In the latest issue of American City & County, there is a great article about how government can engage the community it serves. Norwalk has taken some steps but clearly lacks a plan on how to get there. I’ve excerpted the start below:

This article appeared in the February 2012 issue with the title, “City Hall 2.0.”

Access to government drives engagement. The more opportunities residents have to participate in civic activities and discussions, and the more channels available through which they may participate, the better connected they will be to their government agencies and representatives.

A well-run, city or county contact center can centralize customer service and offer residents a variety of channels to communicate with their government, including live agent, Web, Interactive Voice Response (IVR), mobile and social media. Those technologies are not only being used by big and affluent jurisdictions. Thanks to open source software, interoperability and portability, mapping and location-based services, low-cost mobile and no-cost social media, all shapes and sizes of local government can expand access to people, data and services.

Multi-channel contact centers generate citizen engagement by matching technology tools to community demographics and popular devices. Engagement in a community may be boosted through free mobile apps, wireless public kiosks or grant-funded public computers at libraries and senior centers.

Recent elections have demonstrated the power and communication value of new media technologies. The reach of text messages and social media postings can be compounded by a variety of community networks when residents forward information to friends, families and co-workers.

Mobile applications are becoming the most rapidly adopted technology in history and are increasingly important in providing access to the Internet. Mobile phone applications can extend outreach to groups that may be difficult to contact, including visually impaired people and those who are hearing impaired. In fact, low-income residents and minorities are twice as likely to use a mobile phone than a desktop computer, according to recent Nielsen data.
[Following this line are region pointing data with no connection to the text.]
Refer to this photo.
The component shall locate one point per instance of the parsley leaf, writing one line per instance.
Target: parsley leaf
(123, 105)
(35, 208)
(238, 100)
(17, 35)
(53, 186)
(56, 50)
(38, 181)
Data and customer feedback from mobile applications and other new media technologies can help drive change and improvement in government operations. Cities and counties can use data from multi-channel contact centers to identify high complaint areas, specific needs for workload and resource allocation, trends in business processes, customer communication requirements, and government effectiveness and timeliness in addressing problems.

For example, if 40 people in a neighborhood complain about a wastewater problem, that data can be used to target resources for capital improvements and to possibly garner votes for a bond program. At the same time, data that identifies two people who called 20 times each may not represent a real problem.

A number of local governments are actively engaging residents through their multi-channel contact centers. The “311 Action Center – We’re On It” in Kansas City, Mo., functions as residents’ central point of contact for city services. The call center receives about 450,000 calls per year, and 49 percent of residents used 311 services last year. After the city upgraded its integrated online service request application in 2009, usage doubled. The city recently launched KCStat, a data-driven, citizen-participation initiative to improve city services, beginning with the highest complaint areas. A related effort, KCMOmentum, uses a social media framework to generate ideas from the community and online discussions.

 

Boston’s multi-channel contact center handles 94.9 percent of the more than 260,000 annual calls to the city and, in 2011, answered 98.65 percent of calls within 30 seconds. The city also engages residents using social media and a new live online chat service, so they can become the “eyes and ears” of the city. Through “Citizen Connect,” residents report problems and submit service requests to the call center, online and through mobile phones, using a downloadable smartphone application with texting or tweeting.